Four genes from the genome wide, 538 gene set were omitted from the study for technical reasons e.g. strains were a mixed culture or haploidised at high frequency and we included 31 genes that when deleted do not have the classical cell cycle phenotype of long or small cells. These genes were included as they were known to be required for the cell cycle (4 genes), were related to genes we identified as HI genes (23 nuclear transport related genes) or were required for the initiation of translation (4 genes) (Table S1A column D).

Flow cytometry analysis

Flow cytometry analysis was carried out as described in, using a Becton Dickinson FACScan.

PCR and primer sequences

Total RNA was isolated from S. pombe cells using the hot phenol RNA extraction method and purified using RNeasy columns (Qiagen). Contaminating genomic DNA was removed by DNase 1 treatment (Ambion rDNase1). cDNA was synthesized using a Superscript III Invitrogen kit (Catalog no. 18080–051) with Oligo(dT)20 primers. qPCR reactions were carried out using EXPRESS SYBR® GreenER™ (Invitrogen) according to manufacturer's recommendations in an ABI 7500 Fast qPCR machine (annealing temp of 56°C). Levels of transcript were quantified using a standard curve method. Two biological repeats were carried out for each strain.

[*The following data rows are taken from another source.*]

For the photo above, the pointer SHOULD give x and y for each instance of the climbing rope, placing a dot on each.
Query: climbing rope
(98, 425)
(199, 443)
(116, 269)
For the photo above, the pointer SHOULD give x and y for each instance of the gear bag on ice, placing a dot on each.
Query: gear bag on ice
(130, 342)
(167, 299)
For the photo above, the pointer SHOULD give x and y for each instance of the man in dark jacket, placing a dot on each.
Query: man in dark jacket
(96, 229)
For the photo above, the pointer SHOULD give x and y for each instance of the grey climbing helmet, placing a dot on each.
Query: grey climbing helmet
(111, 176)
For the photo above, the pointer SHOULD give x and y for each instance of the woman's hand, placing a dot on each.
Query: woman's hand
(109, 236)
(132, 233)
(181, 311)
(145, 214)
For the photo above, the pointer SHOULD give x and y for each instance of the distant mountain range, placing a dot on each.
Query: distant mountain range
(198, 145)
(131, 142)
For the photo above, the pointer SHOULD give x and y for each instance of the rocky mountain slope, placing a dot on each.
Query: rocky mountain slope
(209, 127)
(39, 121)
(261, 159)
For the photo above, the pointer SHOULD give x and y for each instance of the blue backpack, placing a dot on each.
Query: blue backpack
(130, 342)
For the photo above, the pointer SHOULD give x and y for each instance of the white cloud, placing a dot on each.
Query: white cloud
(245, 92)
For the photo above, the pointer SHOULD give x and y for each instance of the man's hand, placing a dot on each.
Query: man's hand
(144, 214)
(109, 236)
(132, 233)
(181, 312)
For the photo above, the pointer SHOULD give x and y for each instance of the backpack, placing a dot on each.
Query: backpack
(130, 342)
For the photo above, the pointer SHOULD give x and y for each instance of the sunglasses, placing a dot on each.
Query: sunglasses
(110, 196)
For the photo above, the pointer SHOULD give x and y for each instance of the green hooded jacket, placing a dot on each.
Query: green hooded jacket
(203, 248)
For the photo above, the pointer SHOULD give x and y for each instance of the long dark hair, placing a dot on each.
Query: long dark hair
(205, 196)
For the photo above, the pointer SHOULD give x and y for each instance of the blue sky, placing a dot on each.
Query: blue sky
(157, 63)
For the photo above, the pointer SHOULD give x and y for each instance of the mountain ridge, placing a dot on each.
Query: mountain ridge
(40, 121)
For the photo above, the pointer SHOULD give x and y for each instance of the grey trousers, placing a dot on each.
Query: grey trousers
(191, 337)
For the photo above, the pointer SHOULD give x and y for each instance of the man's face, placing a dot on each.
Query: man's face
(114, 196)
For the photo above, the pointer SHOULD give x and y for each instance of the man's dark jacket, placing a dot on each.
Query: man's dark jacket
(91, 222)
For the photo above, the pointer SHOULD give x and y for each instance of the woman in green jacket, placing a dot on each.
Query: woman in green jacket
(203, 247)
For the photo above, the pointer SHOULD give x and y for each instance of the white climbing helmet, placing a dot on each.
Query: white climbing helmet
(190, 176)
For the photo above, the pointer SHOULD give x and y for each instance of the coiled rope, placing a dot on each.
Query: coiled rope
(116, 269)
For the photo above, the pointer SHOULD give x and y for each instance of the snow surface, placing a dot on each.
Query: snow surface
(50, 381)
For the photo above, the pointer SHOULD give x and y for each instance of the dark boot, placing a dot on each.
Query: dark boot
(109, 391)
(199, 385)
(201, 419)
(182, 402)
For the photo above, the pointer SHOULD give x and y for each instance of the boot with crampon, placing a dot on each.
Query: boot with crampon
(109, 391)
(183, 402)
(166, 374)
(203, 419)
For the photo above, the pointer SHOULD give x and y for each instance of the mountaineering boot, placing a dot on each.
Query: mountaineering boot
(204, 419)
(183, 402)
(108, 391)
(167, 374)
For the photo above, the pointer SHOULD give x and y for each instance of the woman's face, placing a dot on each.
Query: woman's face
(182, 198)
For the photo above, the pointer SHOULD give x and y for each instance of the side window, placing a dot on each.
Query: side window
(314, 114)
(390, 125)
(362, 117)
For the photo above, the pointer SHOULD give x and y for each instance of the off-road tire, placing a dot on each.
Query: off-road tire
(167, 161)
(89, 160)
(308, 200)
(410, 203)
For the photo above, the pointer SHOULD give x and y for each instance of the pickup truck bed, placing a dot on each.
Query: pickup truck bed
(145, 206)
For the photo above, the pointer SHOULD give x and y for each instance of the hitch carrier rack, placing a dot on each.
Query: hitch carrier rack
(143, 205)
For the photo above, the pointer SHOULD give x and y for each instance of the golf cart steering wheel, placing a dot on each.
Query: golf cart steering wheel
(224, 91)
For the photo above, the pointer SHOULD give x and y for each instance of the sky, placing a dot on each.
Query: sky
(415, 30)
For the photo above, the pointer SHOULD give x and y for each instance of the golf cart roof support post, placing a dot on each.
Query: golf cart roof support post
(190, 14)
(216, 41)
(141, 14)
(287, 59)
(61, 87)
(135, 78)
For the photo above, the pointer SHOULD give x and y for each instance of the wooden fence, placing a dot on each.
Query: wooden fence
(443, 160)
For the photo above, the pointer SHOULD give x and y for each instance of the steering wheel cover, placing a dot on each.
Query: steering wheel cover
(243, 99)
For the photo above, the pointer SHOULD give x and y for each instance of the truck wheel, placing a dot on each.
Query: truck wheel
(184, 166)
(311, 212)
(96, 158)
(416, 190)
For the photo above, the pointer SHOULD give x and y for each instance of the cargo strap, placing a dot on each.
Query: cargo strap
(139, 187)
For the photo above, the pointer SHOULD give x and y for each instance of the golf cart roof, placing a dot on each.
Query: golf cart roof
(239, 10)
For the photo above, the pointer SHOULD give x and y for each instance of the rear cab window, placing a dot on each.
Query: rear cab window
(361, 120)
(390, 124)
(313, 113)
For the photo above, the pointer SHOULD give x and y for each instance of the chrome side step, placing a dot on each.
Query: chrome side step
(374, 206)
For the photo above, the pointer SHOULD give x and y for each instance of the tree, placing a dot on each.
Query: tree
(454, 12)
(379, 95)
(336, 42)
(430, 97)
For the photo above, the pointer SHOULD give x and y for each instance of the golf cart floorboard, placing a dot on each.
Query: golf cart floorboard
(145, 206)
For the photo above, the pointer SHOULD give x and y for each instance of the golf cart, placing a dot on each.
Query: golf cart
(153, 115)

Primers used to confirm that the strain was deleted for the correct gene are shown in Table S1C and to confirm the strain was heterozygous for non-essential gene deletions are shown in Table S1D. Primers used for qPCR to measure the transcript level are shown in Table S1E. All primers were selected using ApE-A plasmid editor v1.17.

Statistical analyses

Cell lengths from each mutant strain and wildtype measurements were analyzed using R software with the core statistics package (see Table S1B for summaries). The dataset was fitted with an Analysis of Variance (ANOVA) model, which identified significant differences between the strains (F = 29.54, df = 565, p <2e-16). To identify which strains contributed to this difference, a post-hoc Tukey test was applied in order to identify strains with significantly different cell length measurements from the control strain. To determine which genes could confidently be designated as HI we used 2 criteria: a) The distribution of cell length measurements showed a statistically significant deviation from the control cell length measurements and, b) The average cell length was ≥10% longer or ≤10% shorter than that of the wildtype control. The implementation of this second criterion was in order to minimise type I errors (false-positives) and ensure that all genes designated as HI were also likely to be biologically significant. While the 10% cut-off was somewhat arbitrary, the range is similar to the batch-variability of the wildtype strain (141 batches, median = 21.416 µm, lowest batch median = 19.11 µm (10.7% shorter), highest batch median = 23.53 µm (9.8% longer)). Additional genes functionally related to the HI genes are referred to within the text when they show average lengths ≥8% significantly longer or ≤8% significantly shorter than the control, in order to highlight similar behavior within classes of genes.

Batch effects between different experiments of the same strain were also tested by ANOVA to validate the reproducibility of data sets and are shown in Table S1, column W.